In order to enhance their income levels, police officers in most nations engage in part-time functions (off-duty employment). Most jurisdictions accept this form of employment as long as the officers involved participate in provision of security to the public (Mayer & Corey, 2016). The management of the off-duty and on-duty forms of employments however differs due to the varying employers observed in each case. As such exposure to various forms of liability is paramount in the off-duty employment where private employers are involved in the management process.

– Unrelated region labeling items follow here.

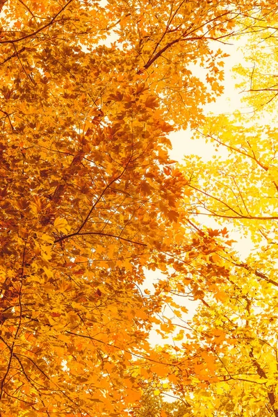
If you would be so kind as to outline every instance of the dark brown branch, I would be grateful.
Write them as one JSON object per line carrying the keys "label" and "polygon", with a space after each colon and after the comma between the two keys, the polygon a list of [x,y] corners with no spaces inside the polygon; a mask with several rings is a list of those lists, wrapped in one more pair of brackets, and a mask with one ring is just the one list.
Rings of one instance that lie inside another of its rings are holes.
{"label": "dark brown branch", "polygon": [[39,33],[40,32],[41,32],[42,31],[43,31],[44,29],[46,29],[47,28],[48,28],[49,26],[51,26],[52,24],[54,24],[55,22],[56,19],[58,17],[58,16],[59,15],[60,15],[60,13],[69,6],[69,4],[70,4],[70,3],[72,3],[74,0],[69,0],[69,1],[58,12],[58,13],[56,15],[55,15],[55,16],[54,17],[52,17],[52,19],[51,19],[51,21],[49,23],[47,23],[46,24],[44,24],[44,26],[41,26],[40,28],[39,28],[37,31],[35,31],[35,32],[33,32],[32,33],[29,33],[28,35],[25,35],[25,36],[22,36],[22,38],[19,38],[18,39],[14,39],[13,40],[1,40],[0,41],[0,44],[14,44],[17,42],[20,42],[21,40],[24,40],[24,39],[27,39],[28,38],[31,38],[31,36],[35,36],[35,35],[37,35],[37,33]]}
{"label": "dark brown branch", "polygon": [[147,246],[146,243],[142,243],[141,242],[136,242],[136,240],[131,240],[130,239],[126,239],[126,238],[122,238],[121,236],[117,236],[117,235],[111,234],[108,233],[101,233],[101,231],[88,231],[79,233],[76,231],[76,233],[72,233],[69,235],[65,235],[65,236],[62,236],[58,239],[54,240],[54,243],[57,243],[58,242],[61,242],[62,240],[65,240],[65,239],[70,239],[70,238],[73,238],[74,236],[83,236],[86,235],[100,235],[103,236],[108,236],[111,238],[115,238],[115,239],[120,239],[120,240],[125,240],[126,242],[129,242],[129,243],[134,243],[134,245],[140,245],[141,246]]}

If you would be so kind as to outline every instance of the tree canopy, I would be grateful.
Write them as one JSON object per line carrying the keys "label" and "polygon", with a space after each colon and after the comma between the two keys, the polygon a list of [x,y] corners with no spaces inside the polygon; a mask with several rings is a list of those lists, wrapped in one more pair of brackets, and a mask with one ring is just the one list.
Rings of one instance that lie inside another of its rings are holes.
{"label": "tree canopy", "polygon": [[[275,129],[202,112],[223,91],[222,42],[275,49],[275,2],[0,8],[1,417],[278,416]],[[256,76],[247,99],[265,111],[262,55],[243,83]],[[188,126],[229,163],[172,161]],[[231,224],[256,245],[246,260]],[[146,269],[163,274],[153,292]]]}

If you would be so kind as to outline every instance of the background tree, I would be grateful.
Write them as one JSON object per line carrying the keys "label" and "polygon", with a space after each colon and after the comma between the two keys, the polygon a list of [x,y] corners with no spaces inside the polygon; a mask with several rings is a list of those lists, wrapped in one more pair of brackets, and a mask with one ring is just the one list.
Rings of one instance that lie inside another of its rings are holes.
{"label": "background tree", "polygon": [[[202,336],[217,358],[218,379],[202,394],[212,416],[278,415],[277,103],[270,70],[277,61],[274,22],[260,22],[265,30],[252,33],[248,41],[252,51],[247,59],[253,63],[244,72],[251,81],[244,81],[246,90],[251,85],[245,101],[254,113],[212,117],[197,133],[225,149],[227,159],[186,161],[193,213],[241,231],[253,243],[246,259],[236,251],[218,252],[219,265],[229,274],[225,281],[218,281],[217,291],[229,296],[206,292],[206,304],[195,318],[193,338]],[[242,74],[243,67],[238,71]]]}

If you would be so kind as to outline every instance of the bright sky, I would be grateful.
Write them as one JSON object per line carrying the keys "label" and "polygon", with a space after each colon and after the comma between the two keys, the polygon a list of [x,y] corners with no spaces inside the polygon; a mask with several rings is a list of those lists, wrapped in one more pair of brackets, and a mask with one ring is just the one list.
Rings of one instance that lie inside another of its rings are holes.
{"label": "bright sky", "polygon": [[[104,2],[104,6],[106,0],[102,0],[102,1]],[[112,34],[103,42],[103,43],[110,46],[111,42],[115,42],[117,36]],[[225,58],[223,60],[224,61],[224,66],[223,68],[224,72],[224,93],[217,99],[216,102],[211,103],[206,106],[204,108],[206,113],[212,113],[215,115],[220,113],[231,114],[236,110],[241,110],[243,111],[245,110],[240,103],[240,92],[235,88],[236,80],[233,77],[231,71],[232,67],[234,65],[242,63],[244,60],[242,53],[238,49],[238,45],[239,45],[238,40],[235,41],[234,44],[224,45],[219,43],[214,43],[211,45],[212,49],[218,49],[219,48],[221,48],[224,52],[229,55],[229,57]],[[201,69],[197,66],[193,67],[191,69],[194,70],[195,75],[199,76],[202,81],[206,82],[206,73],[204,69]],[[204,139],[193,139],[192,136],[193,132],[189,129],[174,132],[169,135],[172,145],[172,149],[170,152],[170,156],[172,159],[182,163],[185,155],[198,155],[204,160],[204,161],[210,161],[214,155],[221,156],[223,158],[227,158],[228,154],[227,152],[225,152],[224,149],[222,151],[218,149],[218,151],[216,152],[211,143],[206,142]],[[215,229],[219,228],[219,225],[213,218],[208,218],[208,216],[202,216],[202,218],[203,218],[200,219],[200,220],[204,224]],[[251,241],[247,238],[243,238],[240,234],[237,232],[230,232],[229,236],[231,239],[237,241],[236,243],[234,244],[234,248],[240,254],[241,260],[244,261],[245,258],[250,254],[250,250],[252,247]],[[140,289],[142,291],[144,289],[148,289],[152,293],[154,291],[153,284],[161,279],[163,279],[164,276],[158,270],[156,271],[149,271],[145,270],[145,272],[146,279],[143,284],[140,286]],[[192,319],[196,308],[198,306],[198,302],[190,301],[188,298],[181,297],[176,297],[174,301],[177,304],[181,303],[181,305],[185,306],[188,309],[188,312],[186,314],[183,313],[182,320],[175,318],[174,320],[173,320],[173,322],[186,326],[186,322],[188,320],[190,321]],[[165,314],[168,318],[173,317],[173,314],[170,309],[166,310]],[[177,334],[178,332],[179,329],[174,334]],[[174,343],[174,341],[172,341],[170,339],[162,339],[154,329],[151,332],[149,340],[154,345],[163,345],[165,343]]]}
{"label": "bright sky", "polygon": [[[238,42],[237,42],[236,44],[238,44]],[[243,56],[242,54],[237,49],[236,44],[217,44],[215,47],[218,49],[221,47],[224,52],[230,55],[229,58],[226,58],[224,59],[224,94],[217,99],[215,103],[211,103],[206,106],[204,109],[205,113],[212,113],[217,115],[220,113],[231,114],[236,110],[241,110],[245,111],[245,109],[243,107],[243,104],[240,103],[242,95],[240,94],[240,90],[236,89],[235,84],[236,81],[233,77],[231,70],[234,65],[240,63],[240,62],[242,63],[244,60]],[[204,70],[201,70],[200,68],[195,67],[194,68],[194,74],[195,75],[198,75],[201,79],[205,79]],[[169,137],[171,139],[172,145],[172,149],[170,152],[170,156],[172,159],[177,161],[181,163],[182,163],[183,158],[185,155],[198,155],[204,160],[204,161],[206,162],[210,161],[214,155],[221,156],[224,159],[226,159],[228,157],[228,153],[225,152],[224,149],[221,151],[218,149],[218,151],[216,152],[213,145],[211,143],[206,142],[204,139],[193,139],[193,132],[191,132],[190,129],[172,133],[169,135]],[[219,225],[213,220],[213,218],[208,218],[208,216],[202,216],[202,218],[201,218],[200,220],[204,224],[211,227],[215,227],[215,229],[219,229]],[[245,258],[250,254],[252,247],[250,240],[247,238],[242,237],[239,232],[230,232],[229,236],[233,240],[237,240],[237,243],[234,244],[234,248],[239,252],[239,254],[240,254],[241,260],[244,261]],[[153,289],[152,283],[158,281],[160,278],[163,277],[159,270],[146,270],[145,275],[146,281],[144,283],[142,288],[147,288],[150,291]],[[187,314],[183,313],[182,320],[175,318],[174,320],[173,320],[173,322],[177,322],[183,326],[186,326],[186,323],[185,322],[188,322],[188,320],[190,322],[190,320],[192,319],[196,308],[198,306],[198,302],[190,301],[187,298],[179,297],[175,297],[175,301],[177,303],[182,303],[181,305],[186,306],[186,308],[188,309],[188,313]],[[169,318],[173,316],[173,314],[170,309],[165,311],[165,315],[167,315]],[[179,328],[176,330],[174,334],[176,334],[178,333],[178,332]],[[157,334],[154,329],[151,333],[149,340],[154,345],[161,345],[165,343],[171,343],[172,342],[172,341],[170,339],[166,341],[162,339],[161,337]]]}

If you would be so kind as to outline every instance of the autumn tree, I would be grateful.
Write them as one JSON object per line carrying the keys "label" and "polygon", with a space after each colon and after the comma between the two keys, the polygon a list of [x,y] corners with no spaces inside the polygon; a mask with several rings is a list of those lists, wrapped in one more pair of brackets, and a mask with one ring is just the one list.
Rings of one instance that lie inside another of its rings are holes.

In order to assess the liability exposure arising from various claims presented the courts must ascertain whether the officer acted as a public or private actor when performing off-duty functions. A police officer is considered as a public actor when he/she engages in public functions. In order to ascertain that the officer was a public actor, the courts will establish whether the officer acted under supervision of other public officers, focused on enforcing law other than serving the private interest of the employer, wore a police uniform and other equipment such as state fire arms when conducting the function, carried out an arrest (O’Hara &Sainato, 2015). On the other hand, an off-duty officer is regarded as a private actor when he/she engages in activities, and focus on enforcement of rules that are promulgated by the private employer (O’Hara &Sainato, 2015).
Focusing on employer liability, private employers are only liable for the acts of the officers if they engaged in private functions directed by the employer. The employer can reduce liability for any form of injury by providing additional insurance coverage to the police officers such that the insurance takes care of the treatment costs. Moreover, private entities ought to involve the off-duty officers in a legal employment contract detailing the functions that are to be undertaken as well as the scope and the timeliness for conducting the functions(Mayer & Corey, 2016). This will ensure that the employee is only reliable for the actions of the officer conducting within the employment guidelines.

References
Mayer, M. J., & Corey, D. M. (2016). Current Issues in Psychological Fitness-for-Duty Evaluations of Law Enforcement Officers: Legal and Practice Implications. Police Psychology and Its Growing Impact on Modern Law Enforcement, 93.

O’Hara, P., & A. Sainato, V. (2015). Monetizing the police: Corruption vectors in agency-managed off-duty work. Policy and Society, 34(2), 151-164.